An astrophysicist from the U.S. published a new study that explains how the entire Solar System can be moved using a stellar engine. According to the scientist, moving the Solar System could save Earth from getting hit by massive asteroids and violent supernova events.
The new study was published in the journal Acta Astronautica. It was carried out by astrophysicist Matthew Caplan from the Illinois State University.
How A Stellar Engine Works
In the study, Caplan referred to his hypothetical stellar engine as the Caplan Thruster. According to the astrophysicist, it works by drawing hydrogen and helium from the Sun for energy. These fuel sources will then be used to power the thruster's two jets of power. The first jet, which is powered by helium, will propel the stellar engine. The second engine will then use hydrogen to push against the Sun.
Caplan noted that his stellar engine works based on the principle about the Sun's gravitational force and how it controls the positioning and orbit of the planets within the Solar System. Theoretically, the astrophysicist said that if the Sun moves, the other planets will follow. According to Caplan, his proposed stellar engine is capable of moving the entire planet by 50 light-years within 1 million years, which is enough to dodge to effects of a star's massive explosion.
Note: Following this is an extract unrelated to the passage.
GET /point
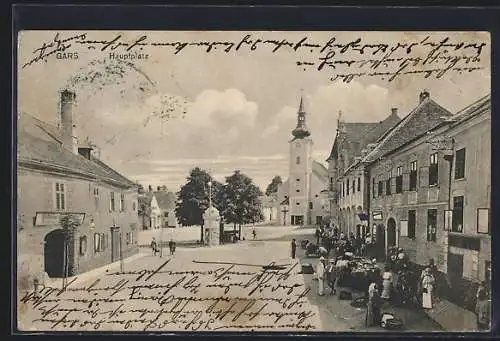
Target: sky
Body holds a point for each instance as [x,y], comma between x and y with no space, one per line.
[221,111]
Saving Earth From Cosmic Disasters
For Caplan, a real and working stellar engine can be used to move the Solar System away from the path of certain cosmic dangers. For instance, through the Caplan Thruster, Earth and its neighboring planets and Moons can dodge an approaching asteroid field from another system. In addition, it can also be used to avoid the devastating effects of supernova events and black hole collisions. Aside from these, Caplan noted that the stellar engine can be used to make space colonization easier.
Stellar engines, megastructures used to control the motion of a star system, may be constructible by technologically advanced civilizations and used to avoid dangerous astrophysical events or transport a star system into proximity with another for colonization," Caplan wrote in his study.